Stay tuned for updates on the Dragon's maiden space mission by checking Twitter (via @b0yle or @SpaceXer), or checking Cosmic Log's SpaceX coverage.

Discuss this post

very proud of space x.go for cheaper more affordable space flights.good job guys!!!

    Reply#1 - Wed Dec 8, 2010 4:25 PM EST

    Great Job SpaceX! Perhaps we won’t have to rely on the Russians to service the International Space Station after all…

      Reply#2 - Wed Dec 8, 2010 4:58 PM EST

      Congrats space-x ! A hugh day to see private corporate space flight!

        Reply#3 - Wed Dec 8, 2010 5:43 PM EST

        Ok.... how many of these launches equate to one Shuttle launch? Oh, that's something like 8 or 9 to 1.

        Now, can they haul humans up there and recover them? I don't think so....

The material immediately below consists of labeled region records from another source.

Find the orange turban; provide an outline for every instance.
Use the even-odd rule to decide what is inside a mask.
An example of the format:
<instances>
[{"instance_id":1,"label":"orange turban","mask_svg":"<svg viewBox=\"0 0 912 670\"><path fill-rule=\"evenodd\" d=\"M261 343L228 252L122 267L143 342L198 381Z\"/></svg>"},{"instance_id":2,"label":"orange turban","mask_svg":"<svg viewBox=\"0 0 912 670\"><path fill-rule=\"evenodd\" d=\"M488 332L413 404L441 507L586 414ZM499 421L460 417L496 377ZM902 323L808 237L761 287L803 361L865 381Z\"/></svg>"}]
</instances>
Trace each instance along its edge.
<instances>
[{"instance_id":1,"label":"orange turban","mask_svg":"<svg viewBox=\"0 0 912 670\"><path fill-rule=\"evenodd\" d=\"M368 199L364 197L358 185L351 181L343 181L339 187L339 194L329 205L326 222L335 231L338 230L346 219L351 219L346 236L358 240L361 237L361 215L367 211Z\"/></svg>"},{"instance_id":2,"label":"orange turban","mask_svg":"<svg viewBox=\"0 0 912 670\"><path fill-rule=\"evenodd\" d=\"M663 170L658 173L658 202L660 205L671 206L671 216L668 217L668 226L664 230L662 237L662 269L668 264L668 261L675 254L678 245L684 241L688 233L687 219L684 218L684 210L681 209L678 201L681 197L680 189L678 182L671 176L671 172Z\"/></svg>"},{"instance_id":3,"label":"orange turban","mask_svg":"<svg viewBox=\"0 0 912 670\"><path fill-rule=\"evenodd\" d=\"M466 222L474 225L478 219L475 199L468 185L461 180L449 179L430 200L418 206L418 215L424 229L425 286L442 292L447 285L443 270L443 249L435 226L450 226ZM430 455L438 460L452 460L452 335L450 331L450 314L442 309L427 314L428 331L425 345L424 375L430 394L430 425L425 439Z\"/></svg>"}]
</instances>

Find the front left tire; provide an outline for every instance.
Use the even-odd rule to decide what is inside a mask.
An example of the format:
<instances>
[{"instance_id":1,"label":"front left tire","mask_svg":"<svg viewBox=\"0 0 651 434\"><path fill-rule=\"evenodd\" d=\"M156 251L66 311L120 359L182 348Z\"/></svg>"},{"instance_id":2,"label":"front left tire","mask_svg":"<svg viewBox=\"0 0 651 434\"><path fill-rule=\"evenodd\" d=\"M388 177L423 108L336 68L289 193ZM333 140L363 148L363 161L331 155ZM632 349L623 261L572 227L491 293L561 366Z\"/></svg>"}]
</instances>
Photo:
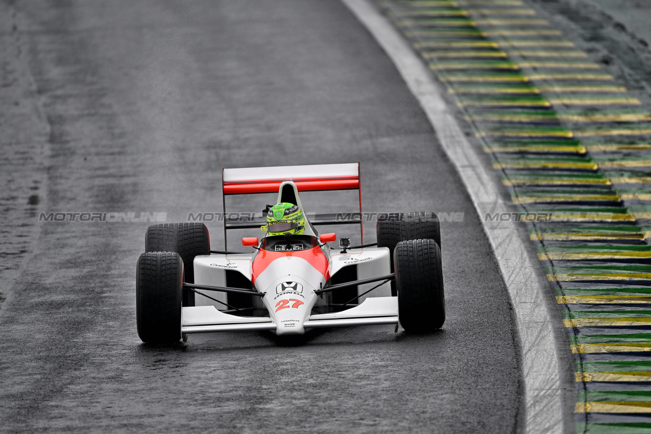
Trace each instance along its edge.
<instances>
[{"instance_id":1,"label":"front left tire","mask_svg":"<svg viewBox=\"0 0 651 434\"><path fill-rule=\"evenodd\" d=\"M147 344L172 344L181 338L183 260L175 252L148 252L135 271L135 321Z\"/></svg>"}]
</instances>

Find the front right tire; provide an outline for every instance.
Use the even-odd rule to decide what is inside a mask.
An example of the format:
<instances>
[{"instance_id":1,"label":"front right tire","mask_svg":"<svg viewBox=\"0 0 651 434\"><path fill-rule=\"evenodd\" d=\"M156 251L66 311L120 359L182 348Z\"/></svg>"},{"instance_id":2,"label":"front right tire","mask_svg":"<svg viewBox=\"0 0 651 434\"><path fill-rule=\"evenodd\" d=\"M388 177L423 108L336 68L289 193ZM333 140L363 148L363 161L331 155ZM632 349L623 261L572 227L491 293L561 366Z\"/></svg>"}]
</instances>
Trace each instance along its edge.
<instances>
[{"instance_id":1,"label":"front right tire","mask_svg":"<svg viewBox=\"0 0 651 434\"><path fill-rule=\"evenodd\" d=\"M183 260L175 252L148 252L135 271L135 321L140 339L172 344L181 338Z\"/></svg>"},{"instance_id":2,"label":"front right tire","mask_svg":"<svg viewBox=\"0 0 651 434\"><path fill-rule=\"evenodd\" d=\"M406 331L423 333L445 322L441 249L433 239L401 241L394 251L398 319Z\"/></svg>"}]
</instances>

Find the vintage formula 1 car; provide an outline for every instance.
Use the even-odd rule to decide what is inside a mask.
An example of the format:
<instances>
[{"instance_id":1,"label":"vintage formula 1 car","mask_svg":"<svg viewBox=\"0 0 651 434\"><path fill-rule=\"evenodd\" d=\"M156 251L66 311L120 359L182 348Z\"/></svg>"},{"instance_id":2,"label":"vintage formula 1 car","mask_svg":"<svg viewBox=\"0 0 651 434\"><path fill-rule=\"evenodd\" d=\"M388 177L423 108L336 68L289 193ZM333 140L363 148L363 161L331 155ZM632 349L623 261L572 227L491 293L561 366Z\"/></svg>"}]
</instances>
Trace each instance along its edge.
<instances>
[{"instance_id":1,"label":"vintage formula 1 car","mask_svg":"<svg viewBox=\"0 0 651 434\"><path fill-rule=\"evenodd\" d=\"M278 174L256 175L269 173ZM364 245L362 239L361 245L351 247L350 239L342 238L339 249L333 249L328 243L335 234L320 234L316 226L359 224L361 231L359 163L225 169L222 180L226 248L229 230L256 228L259 234L262 224L264 236L242 238L253 252L234 253L211 251L203 223L149 226L136 269L143 342L175 342L191 333L227 331L302 334L373 324L394 324L397 331L399 323L408 332L422 332L443 325L441 234L434 213L380 214L376 243ZM306 213L299 192L324 190L359 191L360 212ZM302 210L302 219L274 221L271 206L261 217L226 212L228 196L275 192L277 203Z\"/></svg>"}]
</instances>

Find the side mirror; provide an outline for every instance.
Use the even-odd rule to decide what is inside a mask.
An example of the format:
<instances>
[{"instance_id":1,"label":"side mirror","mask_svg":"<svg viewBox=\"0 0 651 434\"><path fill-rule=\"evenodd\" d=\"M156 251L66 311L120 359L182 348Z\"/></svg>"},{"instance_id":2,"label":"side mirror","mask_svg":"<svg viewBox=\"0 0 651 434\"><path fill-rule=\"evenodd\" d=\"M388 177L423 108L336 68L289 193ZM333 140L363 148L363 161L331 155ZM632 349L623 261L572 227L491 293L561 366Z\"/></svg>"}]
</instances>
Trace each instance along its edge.
<instances>
[{"instance_id":1,"label":"side mirror","mask_svg":"<svg viewBox=\"0 0 651 434\"><path fill-rule=\"evenodd\" d=\"M331 243L337 241L337 234L324 234L319 237L322 243Z\"/></svg>"}]
</instances>

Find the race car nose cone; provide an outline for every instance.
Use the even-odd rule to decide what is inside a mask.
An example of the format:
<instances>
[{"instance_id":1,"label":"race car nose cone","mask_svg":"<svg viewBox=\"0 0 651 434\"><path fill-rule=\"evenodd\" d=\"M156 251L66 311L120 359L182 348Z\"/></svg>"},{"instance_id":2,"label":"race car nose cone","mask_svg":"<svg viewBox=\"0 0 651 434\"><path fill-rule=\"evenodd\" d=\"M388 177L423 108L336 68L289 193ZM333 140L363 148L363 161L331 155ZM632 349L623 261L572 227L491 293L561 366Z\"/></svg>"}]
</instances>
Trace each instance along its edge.
<instances>
[{"instance_id":1,"label":"race car nose cone","mask_svg":"<svg viewBox=\"0 0 651 434\"><path fill-rule=\"evenodd\" d=\"M275 306L276 334L303 334L305 318L305 305L300 297L291 294L277 299Z\"/></svg>"}]
</instances>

        So, what is this going to cost us in the long run versus the Shuttle or a viable replacement?

          Reply#4 - Wed Dec 8, 2010 9:33 PM EST

          Hmm, where do you get the 8 to 9 to 1? Falcon is listed as capable of bringing more than 6 tons of cargo (3 pressurized, 3 unpressurized) compared with shuttle's 25 tons. That's about 4 to 1, cargo-wise. Why do you think the Dragon couldn't be used for humans? It will require a launch escape system and other safety features, but NASA is working with SpaceX on that (and other companies are working on escape systems as well). Dragon should be capable of bringing up seven people.

          If you divide $1.6 billion by 12 for the cargo flights, you get a figure of $133 million per launch for cargo, compared with the estimated $1 billion for a shuttle launch.

          Development cost to NASA, under the COTS program, is $278 million. Estimated development cost for the Ares 1 rocket and the Orion capsule, which are more similar to Falcon 9 and Dragon than they are to the shuttle, was on the order of $37 billion to $50 billion. I know that figure seems unbelievable, but that's what's contained in this GAO report:

          http://www.gao.gov/new.items/d09306sp.pdf

          I'm sure people more knowledgeable than I am can expand upon and/or correct these figures.

            Reply#5 - Wed Dec 8, 2010 10:15 PM EST

            Interesting...

            From the figures you quote the Shuttle wasn't quite as economically horrible as popularly let on. A little less than 2x the cost plus the astronauts require an extra flight. The other thing to point out is that an unfortunate fact of space flight is that launching heavy payloads always cost more per ton than light ones. This is true even with expendable vehicles.

            While the shuttle was supposed to save money not cost more which it undoubtably did, it wasn't quite the white elephant that some make it out to be. I have just seen articles claiming almost 4-5x the cost of an expendable vehicle.

            However,

            What amazes me the most about this accomplishment isn't launch cost improvement but the development time/cost for this vehicle. No way NASA could have developed something like this so fast & so cheaply. I am constantly amazed at the money that gets wasted redesigning things, making projects try to serve multiple objective then only to cancel them & restart them again with a new objective every time a new administration comes along.